Average wages have surged 22.4% in the first half of 2016.
On the negative side exports a major contributor to the GDP (Gross Domestic Product) are still down 9.2% from a year ago. In addition, sovereign debt has increased 2.5% in the first six months of 2016 alone.
The country can easily enter into another recession. Russia has used the fact of Ukrainian dependence on gas supplies from them, to exert constant pressure on the economy. Another cut off of energy supplies, can easily sabotage any economic recovery.
Ukraine remains quite dependent on Russia economically. The country remains their largest trade partner by far. Germany is a distant second.
Any increase in political uncertainty or an escalation to the conflict in the Donbass, will drive off both domestic and international investors even further.

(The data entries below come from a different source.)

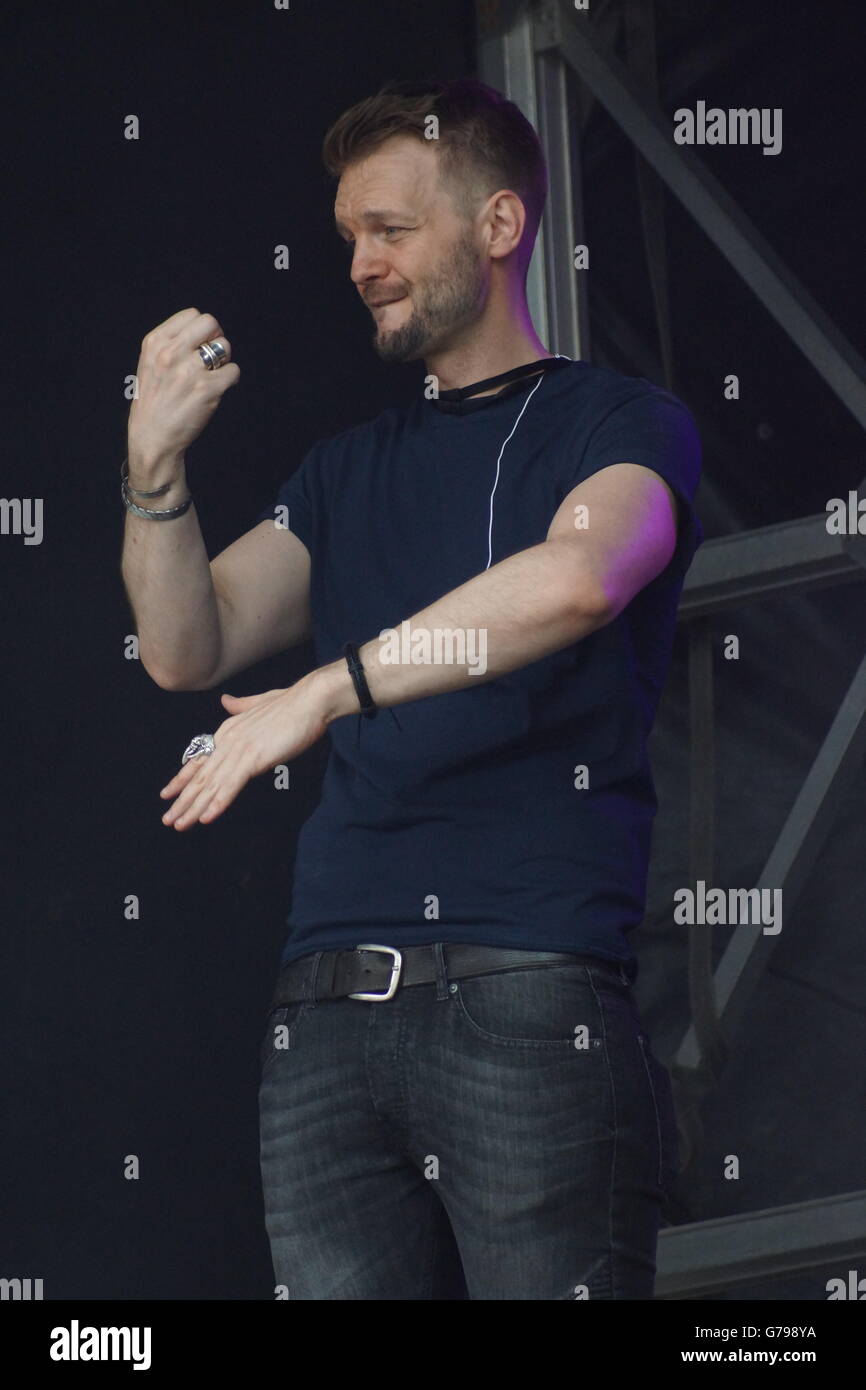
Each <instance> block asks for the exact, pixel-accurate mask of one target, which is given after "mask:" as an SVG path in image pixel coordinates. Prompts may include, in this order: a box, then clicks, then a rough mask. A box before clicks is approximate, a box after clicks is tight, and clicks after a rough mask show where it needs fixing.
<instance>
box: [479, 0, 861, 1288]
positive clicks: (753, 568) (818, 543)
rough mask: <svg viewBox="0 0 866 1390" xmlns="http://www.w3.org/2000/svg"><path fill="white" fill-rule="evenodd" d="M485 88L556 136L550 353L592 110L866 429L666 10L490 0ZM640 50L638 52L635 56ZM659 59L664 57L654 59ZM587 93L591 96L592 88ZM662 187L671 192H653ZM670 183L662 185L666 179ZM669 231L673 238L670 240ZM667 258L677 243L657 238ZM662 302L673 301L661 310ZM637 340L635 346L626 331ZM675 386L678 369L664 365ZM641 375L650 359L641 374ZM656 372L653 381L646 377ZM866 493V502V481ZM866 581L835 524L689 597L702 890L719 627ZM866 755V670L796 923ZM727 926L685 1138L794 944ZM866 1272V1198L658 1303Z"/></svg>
mask: <svg viewBox="0 0 866 1390" xmlns="http://www.w3.org/2000/svg"><path fill="white" fill-rule="evenodd" d="M475 10H477V36H478V70H480V71H478V75H480V76H481V79H482V81H485V82H489V85H491V86H493V88H496V89H498V90H500V92H503V93H505V95H506V96H509V97H510V99H512V100H514V101H516V103H517V104H518V106H520V108H521V111H523V113H524V115H527V118H528V120H530V121H531V122H532V125H534V126H535V129H537V131H538V133H539V138H541V142H542V146H544V150H545V157H546V160H548V170H549V175H550V193H549V202H548V208H546V211H545V217H544V220H542V225H541V236H539V239H538V242H537V247H535V254H534V257H532V263H531V267H530V275H528V281H527V295H528V302H530V309H531V313H532V318H534V322H535V327H537V329H538V332H539V335H541V338H542V339H545V341H546V342H553V343H555V345H556V349H557V350H559V352H564V353H567V354H570V356H573V357H582V359H588V357H589V316H588V306H587V296H585V293H584V292H582V284H584V282H582V279H581V274H582V272H581V271H575V270H574V260H573V249H574V246H580V245H587V236H585V228H584V206H582V192H581V164H580V156H581V152H580V146H578V131H580V120H578V114H580V113H578V111H577V110H575V107H577V103H578V101H580V100H584V101H589V100H596V101H599V103H601V104H602V106H603V107H605V108H606V111H607V113H609V114H610V117H612V118H613V120H614V121H616V124H617V125H619V128H620V129H621V131H623V133H624V135H626V136H627V139H628V140H630V142H631V143H632V146H634V147H635V149H637V152H638V153H639V156H641V160H642V161H644V164H641V163H639V164H638V170H639V174H644V175H646V170H651V171H652V174H651V175H649V177H648V178H646V179H645V182H644V183H642V186H641V196H642V200H644V208H642V210H644V214H645V225H646V222H649V225H651V228H652V227H653V213H657V207H655V208H653V206H648V204H649V203H651V202H652V200H651V197H649V193H651V192H652V190H653V188H655V185H657V189H660V186H662V185H664V186H666V188H667V189H669V190H670V192H671V193H673V195H674V196H676V197H677V199H678V200H680V203H681V204H683V206H684V207H685V208H687V211H688V213H689V214H691V215H692V217H694V220H695V221H696V222H698V224H699V227H701V228H702V229H703V231H705V232H706V235H708V236H709V238H710V240H712V242H713V243H714V246H716V247H717V249H719V252H720V253H721V254H723V256H724V257H726V260H727V261H728V263H730V264H731V267H733V268H734V270H735V271H737V274H738V275H740V277H741V278H742V281H744V282H745V284H746V285H748V286H749V288H751V289H752V292H753V293H755V296H756V297H758V299H759V300H760V303H762V304H763V306H765V309H766V310H767V311H769V314H771V316H773V318H774V320H776V321H777V322H778V324H780V325H781V328H783V329H784V331H785V332H787V334H788V336H790V338H791V339H792V342H794V343H795V345H796V346H798V347H799V350H801V352H802V353H803V356H805V357H806V360H808V361H809V363H810V366H812V367H813V368H815V371H816V373H817V374H819V375H820V377H822V378H823V381H824V382H826V384H827V385H828V386H830V388H831V391H833V392H834V393H835V395H837V396H838V399H840V400H841V402H842V403H844V404H845V407H847V409H848V410H849V413H851V414H852V416H853V417H855V420H856V421H858V423H859V424H860V425H862V427H866V361H863V359H862V357H860V356H859V354H858V353H856V352H855V349H853V347H852V346H851V343H849V342H847V339H845V338H844V335H842V334H841V332H840V329H838V328H837V327H835V324H834V322H833V321H831V320H830V318H828V316H827V314H826V313H824V311H823V310H822V309H820V306H819V304H817V303H816V302H815V300H813V297H812V296H810V295H809V293H808V291H806V289H805V288H803V285H801V284H799V282H798V279H796V278H795V277H794V274H792V272H791V270H790V268H788V267H787V265H784V264H783V261H781V259H780V257H778V256H777V254H776V252H774V250H773V247H771V246H770V245H769V243H767V242H766V240H765V238H763V236H762V235H760V232H759V231H758V229H756V228H755V227H753V225H752V224H751V222H749V220H748V218H746V217H745V214H744V213H742V210H741V208H740V207H738V206H737V203H735V202H734V199H733V197H731V196H730V195H728V193H727V190H726V189H724V188H723V186H721V183H720V182H719V181H717V179H716V178H714V177H713V175H712V174H710V172H709V170H708V168H706V167H705V164H702V161H701V160H699V158H698V157H696V156H695V154H694V153H692V150H691V149H688V147H685V146H683V145H677V143H676V142H674V139H673V125H671V121H670V118H669V117H667V115H666V114H664V113H663V111H662V108H660V106H659V104H657V99H656V95H655V86H653V79H655V74H649V75H648V72H646V58H645V54H646V51H649V53H651V56H653V54H655V35H652V33H649V35H648V32H646V25H649V28H652V6H648V4H646V0H641V7H639V8H638V6H635V0H621V6H620V8H616V7H614V6H613V4H610V3H607V4H605V3H603V0H602V3H599V4H595V0H594V6H592V7H589V4H585V6H584V7H578V3H577V0H539V3H531V0H530V3H527V0H477V6H475ZM620 19H621V21H624V24H626V26H627V28H628V24H631V25H632V32H637V28H638V26H639V28H641V29H642V32H641V39H642V40H646V42H642V44H641V51H642V60H641V61H639V63H638V61H637V60H635V63H634V65H631V64H630V67H624V65H623V64H621V63H620V60H619V58H617V57H616V54H614V53H613V51H612V49H613V44H612V28H613V25H614V24H616V22H619V21H620ZM631 51H632V53H634V51H637V49H635V47H632V50H631ZM653 61H655V58H653ZM570 74H573V75H574V78H577V90H578V93H580V96H578V97H577V99H575V95H574V88H575V83H574V81H569V75H570ZM653 181H655V183H653ZM659 181H660V182H659ZM655 231H656V234H657V232H659V228H657V224H656V225H655ZM659 246H662V250H663V232H662V234H659V235H656V236H655V238H653V247H659ZM651 274H653V289H656V277H657V288H659V289H660V291H664V288H666V282H664V274H666V267H664V265H659V264H656V265H655V267H653V264H652V259H651ZM659 302H660V300H659V296H656V304H659ZM617 334H619V336H620V339H621V341H623V339H624V341H627V339H628V336H630V329H628V325H624V324H621V322H620V325H619V329H617ZM662 346H663V357H664V374H666V375H667V378H669V379H670V363H669V357H667V353H666V352H664V334H662ZM638 366H639V361H638ZM641 370H644V371H645V370H646V368H645V367H641ZM859 492H860V493H865V495H866V477H865V478H863V480H862V482H860V486H859ZM863 578H866V537H863V535H858V534H852V535H831V534H830V532H828V530H827V518H826V516H824V514H823V513H819V514H816V516H809V517H803V518H801V520H796V521H785V523H781V524H778V525H770V527H762V528H760V530H753V531H746V532H741V534H735V535H724V537H720V538H717V539H712V541H706V542H705V543H703V545H702V546H701V549H699V550H698V555H696V557H695V560H694V563H692V566H691V570H689V573H688V575H687V580H685V585H684V589H683V596H681V603H680V610H678V621H680V623H683V624H685V626H687V631H688V642H689V660H688V676H689V706H691V721H689V762H691V777H689V877H691V881H692V883H696V881H698V880H699V878H703V880H705V881H706V883H712V881H713V873H712V869H713V838H714V837H713V828H714V751H713V727H714V698H713V670H712V617H713V614H714V613H720V612H726V613H727V612H731V610H733V609H737V607H740V606H742V605H745V603H749V602H758V600H763V599H766V598H769V596H771V595H777V594H795V592H805V591H812V589H816V588H820V587H826V585H837V584H848V582H855V581H862V580H863ZM865 755H866V657H865V659H863V662H862V663H860V666H859V667H858V670H856V673H855V676H853V678H852V681H851V685H849V688H848V692H847V694H845V696H844V699H842V702H841V706H840V709H838V712H837V714H835V717H834V720H833V723H831V727H830V728H828V731H827V734H826V737H824V741H823V744H822V746H820V748H819V751H817V753H816V756H815V762H813V765H812V767H810V770H809V773H808V776H806V777H805V780H803V784H802V787H801V791H799V794H798V795H796V798H795V802H794V805H792V806H791V810H790V815H788V817H787V820H785V823H784V826H783V828H781V830H780V833H778V837H777V840H776V842H774V845H773V848H771V851H770V855H769V858H767V860H766V865H765V867H763V870H762V873H760V874H759V878H758V883H756V885H755V887H756V888H758V890H760V888H770V890H774V888H781V890H783V891H784V901H785V913H787V915H790V913H791V910H792V908H794V906H795V903H796V901H798V897H799V894H801V891H802V888H803V884H805V883H806V880H808V876H809V873H810V870H812V866H813V865H815V862H816V859H817V856H819V853H820V851H822V848H823V845H824V842H826V840H827V835H828V831H830V830H831V827H833V823H834V819H835V816H837V812H838V808H840V805H841V802H842V799H844V796H845V794H847V792H848V790H849V788H851V785H852V783H853V778H855V777H856V776H858V773H859V770H860V769H862V765H863V758H865ZM710 933H712V927H709V926H702V927H691V929H689V1004H691V1015H692V1017H691V1023H689V1026H688V1029H687V1033H685V1036H684V1038H683V1041H681V1044H680V1048H678V1049H677V1054H676V1056H674V1061H673V1063H671V1076H673V1079H674V1091H676V1095H677V1101H678V1111H680V1118H681V1125H683V1127H688V1115H685V1118H684V1113H683V1112H687V1111H688V1108H689V1105H691V1106H695V1105H696V1104H698V1102H699V1099H701V1098H702V1095H705V1094H706V1091H708V1090H709V1088H710V1087H712V1086H713V1084H714V1083H716V1080H717V1079H719V1074H720V1072H721V1069H723V1066H724V1062H726V1059H727V1055H728V1052H730V1047H731V1042H733V1040H734V1037H735V1031H737V1029H738V1026H740V1023H741V1020H742V1015H744V1011H745V1006H746V1004H748V1001H749V998H751V995H752V992H753V990H755V986H756V983H758V980H759V979H760V974H762V972H763V970H765V967H766V965H767V962H769V959H770V956H771V952H773V948H774V945H776V941H777V937H776V935H771V934H765V933H762V931H760V930H756V929H755V926H749V924H741V926H738V927H735V929H734V931H733V935H731V938H730V941H728V945H727V948H726V951H724V954H723V956H721V959H720V962H719V965H717V967H716V970H714V972H713V966H712V937H710ZM855 1257H860V1258H862V1257H866V1191H856V1193H848V1194H842V1195H833V1197H827V1198H823V1200H819V1201H813V1202H805V1204H796V1205H791V1207H780V1208H774V1209H770V1211H760V1212H751V1213H745V1215H740V1216H733V1218H726V1219H721V1220H709V1222H699V1223H691V1225H680V1226H671V1227H669V1229H664V1230H662V1233H660V1238H659V1266H657V1270H659V1272H657V1282H656V1297H659V1298H689V1297H691V1298H701V1297H712V1295H713V1294H716V1295H717V1294H719V1293H721V1291H724V1290H730V1289H734V1287H737V1286H742V1284H746V1283H755V1282H756V1280H759V1279H771V1277H780V1276H783V1275H788V1273H792V1272H796V1270H803V1269H819V1268H822V1266H827V1265H828V1264H830V1262H833V1261H838V1259H851V1258H855Z"/></svg>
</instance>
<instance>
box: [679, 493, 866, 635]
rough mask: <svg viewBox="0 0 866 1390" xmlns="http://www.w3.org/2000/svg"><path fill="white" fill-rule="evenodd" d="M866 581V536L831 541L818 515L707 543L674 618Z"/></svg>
mask: <svg viewBox="0 0 866 1390" xmlns="http://www.w3.org/2000/svg"><path fill="white" fill-rule="evenodd" d="M856 580H866V535H830V532H828V531H827V517H826V516H824V514H822V513H820V512H819V513H816V514H815V516H809V517H798V518H796V520H795V521H780V523H777V524H776V525H766V527H759V528H756V530H753V531H741V532H738V534H737V535H721V537H716V538H714V539H712V541H705V542H703V545H702V546H701V548H699V550H698V553H696V555H695V559H694V560H692V564H691V569H689V570H688V574H687V575H685V582H684V585H683V592H681V595H680V607H678V612H677V617H678V619H680V621H685V623H687V621H689V620H692V619H698V617H705V616H706V614H708V613H716V612H719V610H721V609H731V607H738V606H740V605H741V603H760V602H763V600H765V599H769V598H774V596H776V595H777V594H785V595H788V594H799V592H803V591H805V589H817V588H826V587H828V585H833V584H845V582H849V581H856Z"/></svg>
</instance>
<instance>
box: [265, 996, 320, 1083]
mask: <svg viewBox="0 0 866 1390" xmlns="http://www.w3.org/2000/svg"><path fill="white" fill-rule="evenodd" d="M307 1006H309V1001H307V999H296V1001H293V1002H292V1004H281V1005H279V1006H278V1008H275V1009H271V1012H270V1013H268V1017H267V1024H265V1030H264V1037H263V1040H261V1042H260V1045H259V1073H260V1076H264V1073H265V1070H267V1069H268V1066H270V1065H271V1063H272V1062H274V1059H275V1058H278V1056H285V1054H286V1052H288V1051H289V1048H291V1047H292V1041H293V1038H295V1034H296V1031H297V1024H299V1023H300V1020H302V1017H303V1015H304V1013H306V1011H307Z"/></svg>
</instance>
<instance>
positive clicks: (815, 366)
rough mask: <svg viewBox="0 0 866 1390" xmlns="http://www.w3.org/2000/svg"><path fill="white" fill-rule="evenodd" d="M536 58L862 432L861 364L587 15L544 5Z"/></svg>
mask: <svg viewBox="0 0 866 1390" xmlns="http://www.w3.org/2000/svg"><path fill="white" fill-rule="evenodd" d="M535 39H537V44H538V47H539V51H548V50H550V49H555V50H557V51H560V53H563V54H564V57H566V60H567V61H569V63H570V64H571V67H573V68H574V71H575V72H577V74H578V76H580V78H581V79H582V81H584V82H585V83H587V86H588V88H589V90H591V92H592V93H594V95H595V96H596V97H598V100H599V101H601V103H602V104H603V106H605V107H606V108H607V111H609V113H610V115H612V117H613V120H614V121H616V122H617V125H619V126H620V128H621V129H623V132H624V133H626V135H627V136H628V139H630V140H631V142H632V145H634V146H635V147H637V149H638V150H639V152H641V154H642V156H644V158H646V160H648V161H649V163H651V164H652V167H653V168H655V170H656V172H657V174H659V175H660V177H662V178H663V179H664V182H666V183H667V186H669V188H670V190H671V193H674V196H676V197H678V199H680V202H681V203H683V206H684V207H685V208H687V210H688V211H689V213H691V215H692V217H694V218H695V221H696V222H698V225H699V227H702V228H703V231H705V232H706V235H708V236H709V238H710V239H712V240H713V242H714V245H716V246H717V247H719V250H720V252H721V254H723V256H724V257H726V259H727V260H728V261H730V264H731V265H733V267H734V270H735V271H737V272H738V274H740V275H741V278H742V279H744V281H745V284H746V285H748V286H749V288H751V289H752V291H753V292H755V295H756V296H758V299H759V300H760V302H762V303H763V306H765V307H766V309H767V310H769V313H770V314H771V316H773V317H774V318H776V321H777V322H778V324H780V325H781V328H784V331H785V332H787V334H788V336H790V338H791V341H792V342H794V343H795V345H796V346H798V347H799V349H801V352H802V353H803V354H805V356H806V359H808V360H809V361H810V363H812V366H813V367H815V370H816V371H817V373H819V375H820V377H822V378H823V379H824V381H826V382H827V385H828V386H830V388H831V389H833V391H834V392H835V395H837V396H838V398H840V400H841V402H842V404H845V406H847V409H848V410H849V411H851V414H852V416H853V417H855V420H858V423H859V424H860V425H863V428H866V360H865V359H863V357H860V354H859V353H858V352H856V350H855V349H853V346H852V345H851V343H849V342H848V339H847V338H845V336H844V334H841V332H840V329H838V328H837V325H835V324H834V322H833V320H831V318H830V316H828V314H826V313H824V310H823V309H822V307H820V306H819V304H817V302H816V300H815V299H813V297H812V295H809V292H808V291H806V288H805V286H803V285H802V284H801V282H799V281H798V279H796V278H795V277H794V275H792V272H791V271H790V270H788V267H787V265H785V264H784V263H783V260H781V257H778V256H777V254H776V252H774V250H773V247H771V246H770V243H769V242H767V240H765V238H763V236H762V235H760V232H759V231H758V228H756V227H753V224H752V222H751V221H749V220H748V218H746V217H745V214H744V213H742V210H741V208H740V207H738V204H737V203H735V202H734V199H733V197H731V196H730V193H727V190H726V189H724V188H723V185H721V183H720V182H719V179H717V178H714V175H713V174H710V172H709V170H708V168H706V167H705V165H703V164H702V163H701V160H698V158H696V156H695V154H694V153H692V150H691V149H688V147H687V146H683V145H674V140H673V128H671V121H670V118H669V117H667V115H664V113H663V111H662V110H660V108H659V107H657V106H653V104H651V103H648V101H646V100H645V99H644V97H641V96H639V95H638V93H637V90H635V89H634V85H632V82H631V79H630V76H628V74H627V71H626V68H624V67H623V65H621V63H620V61H619V60H617V58H616V56H614V54H612V53H609V51H606V50H605V47H603V46H602V44H601V43H599V40H598V36H596V35H595V32H594V26H592V18H591V11H575V10H574V8H573V7H571V6H569V4H556V3H555V0H546V3H545V4H544V6H542V7H541V8H539V19H538V21H537V25H535Z"/></svg>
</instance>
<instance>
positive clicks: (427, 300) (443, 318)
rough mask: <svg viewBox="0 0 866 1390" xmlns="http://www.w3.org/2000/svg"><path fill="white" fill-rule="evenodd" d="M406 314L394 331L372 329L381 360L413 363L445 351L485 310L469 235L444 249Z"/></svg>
mask: <svg viewBox="0 0 866 1390" xmlns="http://www.w3.org/2000/svg"><path fill="white" fill-rule="evenodd" d="M410 306H411V309H410V314H409V317H407V320H406V322H405V324H402V325H400V327H399V328H381V327H379V328H377V331H375V334H374V335H373V347H374V350H375V352H377V353H378V356H379V359H381V360H382V361H417V360H418V359H420V357H428V356H431V354H432V353H434V352H438V350H439V352H441V350H442V349H443V347H446V346H449V339H450V338H453V335H455V334H457V332H459V331H460V329H461V328H464V327H466V324H470V322H473V321H474V320H475V318H477V317H478V314H480V313H481V309H482V307H484V275H482V270H481V263H480V259H478V249H477V246H475V243H474V239H473V235H471V232H468V231H467V232H466V235H464V236H461V238H460V239H459V240H457V242H456V245H455V246H453V247H450V249H449V252H448V256H446V257H445V260H443V263H442V264H441V265H439V267H438V268H436V270H435V271H434V272H432V274H431V275H430V277H428V278H427V279H424V281H420V282H416V285H414V289H413V293H411V299H410Z"/></svg>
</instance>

Direct foreign investment in 2013, was the equivalent of $5.7 billion USD (United States dollar). In 2015 it was only $3.7 billion USD.
The geopolitical impact of a economically successful and democratic Ukraine are momentous for Europe as a whole. It greatly adds to clout and influence that the West will have, in this part of the world.
Ukraine had the second largest military after Russia, if reserves are included. The country holds a geographically strategic position, between the EU and a militarily resurgent Russia.
Ukraine has a large Russian speaking population, with numerous contacts with its far larger neighbor. A prosperous Ukraine with a parliamentary style government, will present a major challenge to the increasingly authoritarian Russian government.
It is the major reason why President Putin of Russia will wish to keep the civil war in Ukraine an ongoing concern. It makes a thriving and stable country, all the more difficult to achieve. Putin understands the threat. If Ukraine is not fully in the Russian orbit, it must be kept divided, unstable and weak.